Hervé Kabla prévient  « si le directeur général ne participe pas aux outils sociaux mis en place, le message qui passera en interne est que ce n'est pas bien et les contributeurs se désengageront rapidement. » « La première étape est de payer un abonnement premium sur Viadeo (ou autres) à tous les cadres dirigeants » ajoute Louis-Serge Real del Sarte.

Chez Pernod, trois outils sociaux internes ont été mis en place. Le premier, sponsorisé par la DG, a une logique de « boîte à idées » pour l'innovation avec une valorisation des meilleures idées des collaborateurs au travers de trophées deux fois par an. Quand une idée devient un projet, un deuxième outil est mobilisé. Il s'agit d'un RSE bâti avec Sharepoint qui permet des échanges au sein de communautés constituées autour de projet aussi bien de système d'information que de marketing, de communication... Les échanges sont plus rapides que sans cet outil et cela évite donc un désinvestissement des équipes. Enfin, la page d'accueil de l'intranet reprend des fils d'actualité sur tous les services et comporte des liens vers les autres outils.

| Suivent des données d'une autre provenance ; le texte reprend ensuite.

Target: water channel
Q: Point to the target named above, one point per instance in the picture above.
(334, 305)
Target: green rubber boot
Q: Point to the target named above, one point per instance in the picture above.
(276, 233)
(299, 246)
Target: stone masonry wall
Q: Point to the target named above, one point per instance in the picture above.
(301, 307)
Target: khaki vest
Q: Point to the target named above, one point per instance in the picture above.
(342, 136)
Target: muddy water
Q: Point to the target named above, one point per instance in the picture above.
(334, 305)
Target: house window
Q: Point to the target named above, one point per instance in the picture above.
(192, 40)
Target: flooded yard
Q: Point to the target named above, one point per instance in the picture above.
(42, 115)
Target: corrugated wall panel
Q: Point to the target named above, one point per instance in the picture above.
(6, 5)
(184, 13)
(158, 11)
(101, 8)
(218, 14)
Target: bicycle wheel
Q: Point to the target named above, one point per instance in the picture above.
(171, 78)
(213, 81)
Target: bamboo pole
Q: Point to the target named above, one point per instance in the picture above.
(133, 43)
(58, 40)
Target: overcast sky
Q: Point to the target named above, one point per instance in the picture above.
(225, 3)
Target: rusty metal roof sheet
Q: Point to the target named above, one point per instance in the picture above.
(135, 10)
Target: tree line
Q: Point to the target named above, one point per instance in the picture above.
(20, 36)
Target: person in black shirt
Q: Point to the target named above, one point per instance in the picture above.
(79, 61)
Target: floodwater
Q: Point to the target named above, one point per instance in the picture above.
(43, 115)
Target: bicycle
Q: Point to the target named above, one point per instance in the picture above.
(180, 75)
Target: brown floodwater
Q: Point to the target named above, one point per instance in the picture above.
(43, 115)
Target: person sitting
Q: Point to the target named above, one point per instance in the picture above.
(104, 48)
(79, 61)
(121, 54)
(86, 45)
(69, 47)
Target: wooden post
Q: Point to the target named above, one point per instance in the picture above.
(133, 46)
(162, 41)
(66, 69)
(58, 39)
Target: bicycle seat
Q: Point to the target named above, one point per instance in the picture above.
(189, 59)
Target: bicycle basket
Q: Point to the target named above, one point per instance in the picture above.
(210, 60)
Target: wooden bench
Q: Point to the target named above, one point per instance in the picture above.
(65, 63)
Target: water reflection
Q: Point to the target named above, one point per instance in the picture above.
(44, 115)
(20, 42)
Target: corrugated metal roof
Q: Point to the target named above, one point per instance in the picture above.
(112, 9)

Des problèmes techniques nouveaux

Des problèmes techniques nouveaux

Il reste à stocker, analyser, visualiser et diffuser les informations obtenues via les réseaux sociaux, surtout les réseaux sociaux externes. Bref, adopter une démarche de business intelligence en lien avec ces réseaux sociaux. Le constat actuel est que cette démarche est des plus primitives.

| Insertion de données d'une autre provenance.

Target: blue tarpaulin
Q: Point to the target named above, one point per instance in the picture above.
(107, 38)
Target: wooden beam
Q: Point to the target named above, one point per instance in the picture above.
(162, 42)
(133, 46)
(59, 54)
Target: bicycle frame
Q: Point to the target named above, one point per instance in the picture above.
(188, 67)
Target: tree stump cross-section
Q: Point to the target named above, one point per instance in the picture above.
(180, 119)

Selon Renaud Finaz de Villaine, il existe quatre problèmes techniques à surmonter. Le tout premier, évident, est celui des volumes de données. Les quantités d'information en jeu n'ont rien à voir avec les classiques chiffres de ventes par magasin et produits. Dans la même logique, la nature des données et la nature même des questions posées sur celles-ci impliquent que l'on doive se poser la question du langage d'interrogation. Ainsi, il n'y a pas (ou moins) de requête pré-programmée, l'utilisateur ayant besoin de composer ses interrogations de manière réactive et interactive. Le SQL n'est donc clairement pas adapté. De plus, le nombre d'utilisateurs susceptibles d'interroger les mêmes données au même moment croit prodigieusement, tant un tel décisionnel concerne un grand nombre de responsables métier (marketing, relations clients, communication...). Cela pose le soucis de l'accès concurrent aux données. Enfin, quatrième problème qui découle des trois autres, le coût : les outils classiques deviennent vite hors de prix si l'on veut résoudre ces problèmes. Les bases de données et les outils décisionnels classiques, au final, sont peu ou pas adaptés.

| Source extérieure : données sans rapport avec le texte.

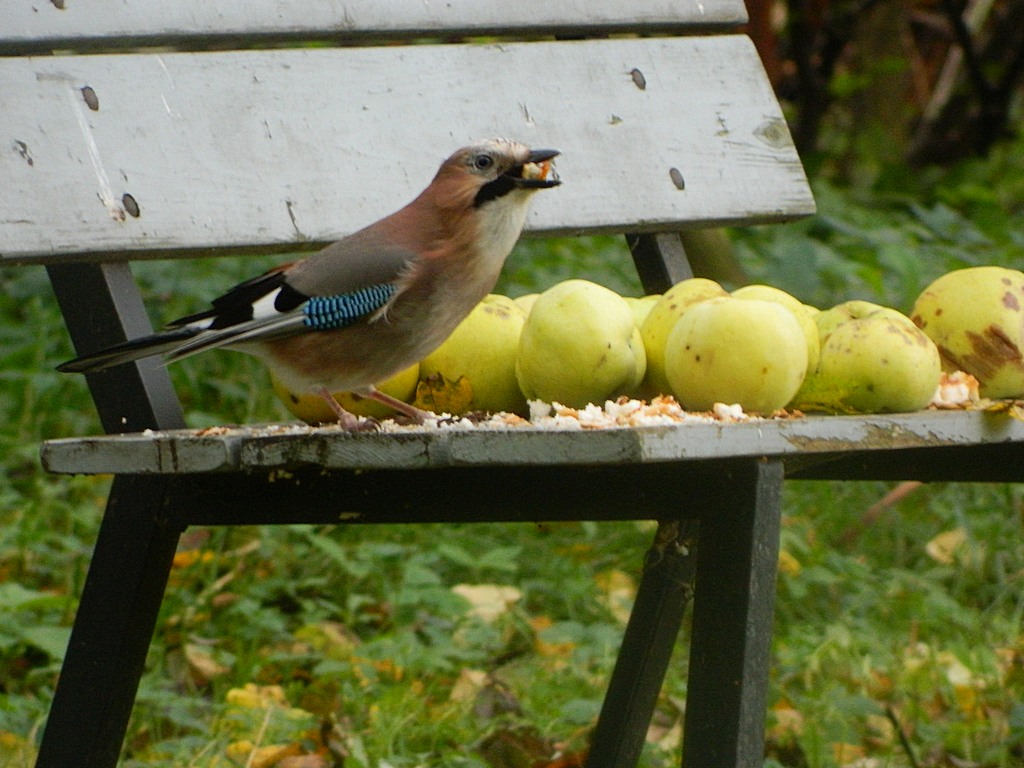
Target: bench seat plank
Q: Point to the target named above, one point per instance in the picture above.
(800, 441)
(44, 26)
(275, 150)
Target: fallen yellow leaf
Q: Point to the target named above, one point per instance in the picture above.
(943, 548)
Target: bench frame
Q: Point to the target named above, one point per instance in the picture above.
(718, 532)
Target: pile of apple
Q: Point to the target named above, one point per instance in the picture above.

Des réponses techniques innovantes

Face à ces défis nouveaux, les réponses existent ou, du moins, commencent à exister. Face aux besoins de traitements importants, la réponse la plus adéquate n'est pas d'accroître sans cesse la puissance ou les capacités de stockage de machines géantes mais de miser sur la scalabilité. Associer n machines banalisées coûte infiniment moins cher qu'une grosse machine et accroît en plus la résilience du système via une tolérance à la panne et une répartition des risques.

Quant aux logiciels de bases de données, la réponse passe par de nouveaux outils issus de la démarche Big Data comme Hadoop.

Une autre manière de faire est de miser sur des SBA (search base applications) qui ne stockent que des index et non pas les données brutes. Cette technologie est actuellement dominée par trois acteurs français : Exalead, Sinequa et Polyspot. Une variante est le SearchBI au moteur nativement multidimensionnel sans passage par l'étape du cube OLAP et dont l'acteur emblématique, Endeca, vient d'être racheté par Oracle.

De manière strictement dédiée aux réseaux sociaux, la Social-BI vise à étudier les seules relations humaines. Par nature, ces outils, comme Lysa, sont en mode et en langage self-service.

« Les petits acteurs innovent et sont rachetées par les gros qui n'innovent pas » soupire Renaud Finaz de Villaine.